What specific area are you interested in? You might want to start looking around (if you want to start in October 2012, the deadlines will be just after Christmas).
 
  • #5
My grades are stronger in the astrophysics and computational modules (again only in my 3rd year...in previous years I performed very poorly).
So I feel it would be better to find positions related to this...I do not know what the competetiveness/availability is in these areas however...

From my point of view it is unfortunate that the deadlines for October 2012 postions close so early - as I said I feel that I could make a strong improvement on my grades in my final year and this would give me much more than I currently have to show.
 

Related to Astrophysics student considering Phd prospects upon graduation

1. What are the job prospects for astrophysics PhD graduates?

Job prospects for astrophysics PhD graduates are generally very good. Many graduates go on to work in research positions at universities, government agencies, or private research institutions.

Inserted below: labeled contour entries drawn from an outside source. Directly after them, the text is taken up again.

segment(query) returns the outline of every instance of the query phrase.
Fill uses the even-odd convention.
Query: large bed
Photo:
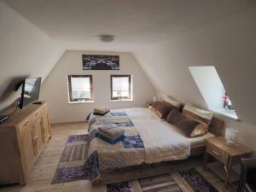
[[[219,122],[217,124],[220,125]],[[123,140],[110,144],[99,138],[98,128],[106,125],[123,129]],[[212,132],[218,135],[219,125],[213,129],[217,131],[212,131],[212,125],[211,127]],[[201,137],[188,137],[177,126],[145,108],[111,110],[104,116],[91,113],[89,119],[88,160],[84,168],[89,172],[93,183],[116,182],[116,179],[111,181],[108,175],[117,171],[134,171],[135,167],[139,170],[148,168],[148,165],[152,169],[152,165],[155,167],[154,165],[203,154],[205,139],[215,137],[210,131]],[[139,174],[133,177],[140,177]]]

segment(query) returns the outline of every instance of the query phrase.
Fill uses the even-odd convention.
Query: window
[[[216,68],[213,66],[195,66],[189,67],[189,69],[208,108],[237,119]]]
[[[131,101],[131,75],[111,75],[111,100]]]
[[[69,102],[90,102],[92,96],[91,75],[68,75]]]

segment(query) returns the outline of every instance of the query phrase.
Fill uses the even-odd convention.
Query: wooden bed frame
[[[223,120],[213,118],[209,126],[209,131],[215,136],[222,136],[224,134],[224,122]],[[191,160],[193,161],[193,159],[196,159],[196,156],[198,155],[204,154],[205,151],[206,143],[203,143],[191,147],[190,157],[187,160],[172,160],[155,164],[143,164],[119,168],[114,171],[104,171],[101,172],[100,177],[92,182],[92,184],[99,185],[116,183],[171,172],[173,170],[182,169],[188,164],[191,165]]]

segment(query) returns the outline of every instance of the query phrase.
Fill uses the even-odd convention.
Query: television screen
[[[25,79],[19,104],[20,108],[38,99],[41,78],[26,78]]]

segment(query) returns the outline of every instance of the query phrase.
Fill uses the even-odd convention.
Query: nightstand
[[[241,158],[248,157],[253,153],[253,150],[237,143],[228,145],[224,137],[208,138],[204,168],[209,168],[224,180],[227,188],[230,183],[239,179],[239,175],[232,170],[232,166],[239,164]],[[208,163],[209,156],[214,157],[217,160]]]

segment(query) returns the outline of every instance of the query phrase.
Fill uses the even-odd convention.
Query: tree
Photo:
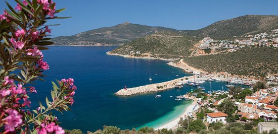
[[[206,129],[207,127],[203,123],[203,121],[198,119],[191,121],[189,123],[189,128],[190,131],[195,130],[197,132],[199,132],[202,129]]]
[[[4,133],[64,133],[52,110],[70,110],[76,87],[73,79],[52,82],[52,100],[45,98],[47,106],[40,102],[31,109],[29,95],[37,91],[37,80],[43,80],[42,73],[49,69],[43,61],[41,50],[54,43],[45,25],[48,20],[59,18],[52,0],[15,1],[13,9],[0,15],[0,129]]]
[[[243,127],[245,130],[250,130],[253,129],[252,123],[248,123],[244,125]]]
[[[278,134],[278,132],[277,131],[277,129],[275,128],[272,128],[269,130],[268,134]]]
[[[191,121],[191,119],[190,117],[185,118],[184,119],[183,119],[183,118],[180,117],[177,123],[183,129],[187,130],[189,128],[189,123]]]
[[[224,101],[217,107],[219,111],[222,111],[228,115],[232,115],[236,111],[236,108],[234,103],[228,98],[226,98]]]
[[[265,85],[265,83],[266,83],[264,82],[257,82],[253,87],[253,92],[255,93],[257,91],[261,89],[266,88],[266,85]]]

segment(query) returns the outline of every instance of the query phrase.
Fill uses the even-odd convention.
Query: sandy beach
[[[197,106],[194,108],[194,110],[193,110],[193,108],[196,105],[197,105]],[[188,115],[190,116],[191,114],[188,115],[188,113],[191,112],[192,113],[194,113],[194,110],[199,108],[199,107],[200,106],[199,106],[199,104],[197,104],[197,100],[195,100],[191,105],[187,107],[184,112],[182,113],[182,114],[180,115],[178,117],[175,118],[173,120],[168,122],[165,124],[162,124],[161,126],[154,128],[154,129],[155,130],[161,129],[162,128],[167,128],[168,129],[172,129],[173,130],[175,129],[178,127],[177,123],[179,121],[180,117],[184,118],[184,117],[187,117]]]

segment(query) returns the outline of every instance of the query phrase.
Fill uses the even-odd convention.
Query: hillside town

Other common career paths include teaching at the university level, working in industry, or pursuing postdoctoral research opportunities.

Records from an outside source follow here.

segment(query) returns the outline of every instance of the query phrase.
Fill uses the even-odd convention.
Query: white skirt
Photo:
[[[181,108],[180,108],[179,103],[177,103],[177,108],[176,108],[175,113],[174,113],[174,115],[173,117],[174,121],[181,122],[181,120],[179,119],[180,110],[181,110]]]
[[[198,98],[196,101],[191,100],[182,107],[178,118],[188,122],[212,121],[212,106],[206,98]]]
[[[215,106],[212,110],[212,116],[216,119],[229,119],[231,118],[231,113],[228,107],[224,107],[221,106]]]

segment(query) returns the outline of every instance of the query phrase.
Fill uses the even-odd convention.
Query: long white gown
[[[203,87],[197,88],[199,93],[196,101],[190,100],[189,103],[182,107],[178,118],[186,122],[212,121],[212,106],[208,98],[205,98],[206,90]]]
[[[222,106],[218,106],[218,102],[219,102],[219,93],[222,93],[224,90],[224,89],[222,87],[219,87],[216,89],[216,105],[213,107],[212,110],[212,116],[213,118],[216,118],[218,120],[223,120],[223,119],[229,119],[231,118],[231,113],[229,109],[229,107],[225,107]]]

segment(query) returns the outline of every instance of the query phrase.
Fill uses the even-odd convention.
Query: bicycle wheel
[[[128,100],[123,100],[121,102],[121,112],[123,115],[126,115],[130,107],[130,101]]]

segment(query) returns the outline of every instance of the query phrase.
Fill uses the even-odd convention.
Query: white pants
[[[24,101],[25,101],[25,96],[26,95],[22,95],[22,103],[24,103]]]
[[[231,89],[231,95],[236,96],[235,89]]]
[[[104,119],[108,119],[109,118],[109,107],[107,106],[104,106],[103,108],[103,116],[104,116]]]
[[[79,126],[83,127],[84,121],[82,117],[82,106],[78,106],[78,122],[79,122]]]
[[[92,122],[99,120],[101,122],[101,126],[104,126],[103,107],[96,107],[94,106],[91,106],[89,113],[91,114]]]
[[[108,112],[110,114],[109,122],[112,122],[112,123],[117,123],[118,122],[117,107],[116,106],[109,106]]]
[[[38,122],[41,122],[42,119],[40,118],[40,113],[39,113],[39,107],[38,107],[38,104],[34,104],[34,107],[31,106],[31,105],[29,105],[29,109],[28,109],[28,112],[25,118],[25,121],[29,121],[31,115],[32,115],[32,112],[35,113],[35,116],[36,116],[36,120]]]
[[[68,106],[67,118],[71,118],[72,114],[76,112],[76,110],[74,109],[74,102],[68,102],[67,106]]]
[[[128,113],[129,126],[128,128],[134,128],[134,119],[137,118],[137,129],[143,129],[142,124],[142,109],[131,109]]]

2. What skills and qualifications are necessary for a successful astrophysics PhD program?

In order to be successful in an astrophysics PhD program, students should have a strong background in physics, mathematics, and computer science. They should also have excellent critical thinking and problem-solving skills, as well as the ability to work independently and as part of a team. Strong written and oral communication skills are also important for presenting research findings and collaborating with colleagues.

3. How long does it typically take to complete an astrophysics PhD program?

Astrophysics PhD programs usually take between 5-7 years to complete. This varies depending on the individual program, research project, and student progress. Some students may also choose to pursue postdoctoral research opportunities after completing their PhD, which can add an additional 1-3 years to their training.

4. What kind of research opportunities are available for astrophysics PhD students?

Astrophysics PhD students have a wide range of research opportunities available to them. They may work on projects related to cosmology, planetary science, astrophysics instrumentation, or other specialized areas within the field. Many universities also have collaborations with other institutions or observatories, providing students with the chance to work on cutting-edge research projects.

5. What is the average salary for astrophysics PhD graduates?

The average salary for astrophysics PhD graduates varies depending on the specific job and location. According to the American Institute of Physics, the median annual salary for physicists and astronomers in 2018 was $119,580. However, this can range from $75,000 for postdoctoral researchers to over $150,000 for tenured professors at top research universities.